I dump into 4o and it explains
In the phrase „genau genommen“, the word „genommen“ is part of a fixed idiomatic expression and doesn't translate literally as "taken."
„Genau genommen“ means "strictly speaking" or "to be precise."
So the full sentence:
„Wir sind heute wieder auf der Straße unterwegs, genau genommen auf dem Flohmarkt…“
translates to:
"Today we're out on the street again — strictly speaking, at the flea market…"
It’s specifying or narrowing down what “on the street” means in this context.
**
So you'll need to pull out these idiomatic phrases and then make sure they can be analysed as a single unit, so to speak. Learners are gonna have to be acquainted with those, and now the workflow is obviously broken.
Basically just get a model to bundle them and then in the sidebar on the right that has like "drill into X" you've got the PHRASE as a unit of analysis.
1. Makes sense! 2./3. That's a bit hard, but like point 6 I think it is possible to map certain parts. 4. Makes sense 5. I put it on the roadmap but I think it is not so much of a priority now. I want to have an offline mode at a certain point (as well as a dedicated app) 6. Yes, this is hard and expensive. But I think that I should have a high quality section with proper quality control. I have some ideas to quickly create lessons as a teacher, but right now I'm mainly firefighting stability and quality
Thanks again for the extensive write-up
The sidebar greying out the foreground now and not able to stay locked REALLY breaks flow. Fixing that slightly mitigates.
It’s amazing tho and I’ll subscribe soon enough.
Also, your page needs to disclose any content filtered by or generated by a model.
As for the Union Jack: the UK has at least 3 rather different languages (English, Gaelic, Welsh), possibly a few more depending on how you count the different kinds of Gaelic.
Using a country flag to represent a language has always struck me as being silly. Only rarely do they map 1-to-1.
https://www.bbc.com/travel/article/20180206-the-tiny-us-isla...
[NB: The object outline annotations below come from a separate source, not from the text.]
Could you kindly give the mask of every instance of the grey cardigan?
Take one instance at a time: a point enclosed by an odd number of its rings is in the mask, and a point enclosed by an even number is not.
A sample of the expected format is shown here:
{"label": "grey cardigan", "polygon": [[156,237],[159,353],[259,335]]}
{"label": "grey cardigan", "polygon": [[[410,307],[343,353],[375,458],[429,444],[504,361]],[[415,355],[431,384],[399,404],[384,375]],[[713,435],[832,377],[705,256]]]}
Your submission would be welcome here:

Also, for what it's worth:
> Some people have characterised Tangier’s way of speaking as ‘Elizabethan’ or ‘Restoration’ English, but that’s nonsense. Languages aren’t static and the Tangier dialect has changed a lot because of its isolation. It’s a distinct creation of its own," Shores said.
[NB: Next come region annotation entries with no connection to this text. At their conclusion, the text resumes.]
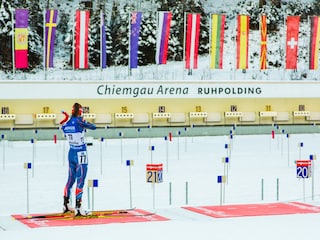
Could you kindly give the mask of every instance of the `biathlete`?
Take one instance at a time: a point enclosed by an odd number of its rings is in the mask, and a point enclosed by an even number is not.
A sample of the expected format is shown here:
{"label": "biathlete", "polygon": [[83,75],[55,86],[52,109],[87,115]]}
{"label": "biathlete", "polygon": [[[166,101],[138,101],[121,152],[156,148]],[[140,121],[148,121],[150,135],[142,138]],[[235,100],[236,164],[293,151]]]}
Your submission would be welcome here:
{"label": "biathlete", "polygon": [[[63,212],[74,211],[76,216],[85,215],[81,207],[83,186],[88,171],[87,144],[85,142],[84,130],[95,130],[96,126],[83,119],[82,106],[79,103],[73,105],[70,119],[66,112],[63,111],[62,113],[65,115],[65,119],[60,122],[62,124],[61,129],[70,146],[68,153],[69,174],[64,188]],[[70,204],[70,192],[75,183],[76,205],[75,209],[73,209]]]}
[0]https://www.bbc.com/travel/article/20190623-the-us-island-th...
Mixed with, yes, the variant spellings and word choices (e.g. chips/crisps/biscuits) that make it apparent to British English readers when something is American.
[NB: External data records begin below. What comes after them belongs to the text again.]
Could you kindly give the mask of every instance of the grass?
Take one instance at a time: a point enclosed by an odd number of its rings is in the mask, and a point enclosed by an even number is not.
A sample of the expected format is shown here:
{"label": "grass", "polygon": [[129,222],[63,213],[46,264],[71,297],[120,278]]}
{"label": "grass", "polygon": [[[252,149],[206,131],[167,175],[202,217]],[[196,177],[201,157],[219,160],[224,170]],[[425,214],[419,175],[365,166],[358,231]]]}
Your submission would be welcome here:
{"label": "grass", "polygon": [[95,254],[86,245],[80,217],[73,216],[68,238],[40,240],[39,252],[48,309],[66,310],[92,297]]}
EDIT: Of course, it doesn’t matter one bit in the grand scheme of things—feel free to ignore my pedantry over a silly joke :-)
To use your example, there are plenty of Irish people who speak English but would resent being forced to identify with the Union Flag.
For another example that is very relevant today, there are plenty of Russian-speaking Ukrainians who hate Russia. Using the Russian flag to represent them would at best be distasteful.
[1] https://en.wikipedia.org/wiki/List_of_ISO_639_language_codes
For example, the very first English video I got was a South African English accent.
Of the five languages I have configured in KDE, three of them are country-specific. So I use the flag indicator, which is far quicker for me to locate and identify out of the corner of my eye than would be a text label (which would require using the retina and thus more time and attention).
As for English, the United States has far and away the largest number of native English speakers.
Not that I think the stars and stripes has any more right to represent “English” as a concept any more than the Union Jack. If you’re going on origin, why not the flag of England instead?
> If you’re going on origin, why not the flag of England instead?
I actually really like that idea. The US and UK flags seem to represent more culture than language.The moral is: don't try to draw boxes around languages.
All that said, I do understand why someone would want to use flags as shorthand for language. It's wrong, but it's useful.
You would be far more likely to understand any given English speaking person in the USA than in England. It should really be called American at this point.
I picked news channels because they often have short well spoken videos.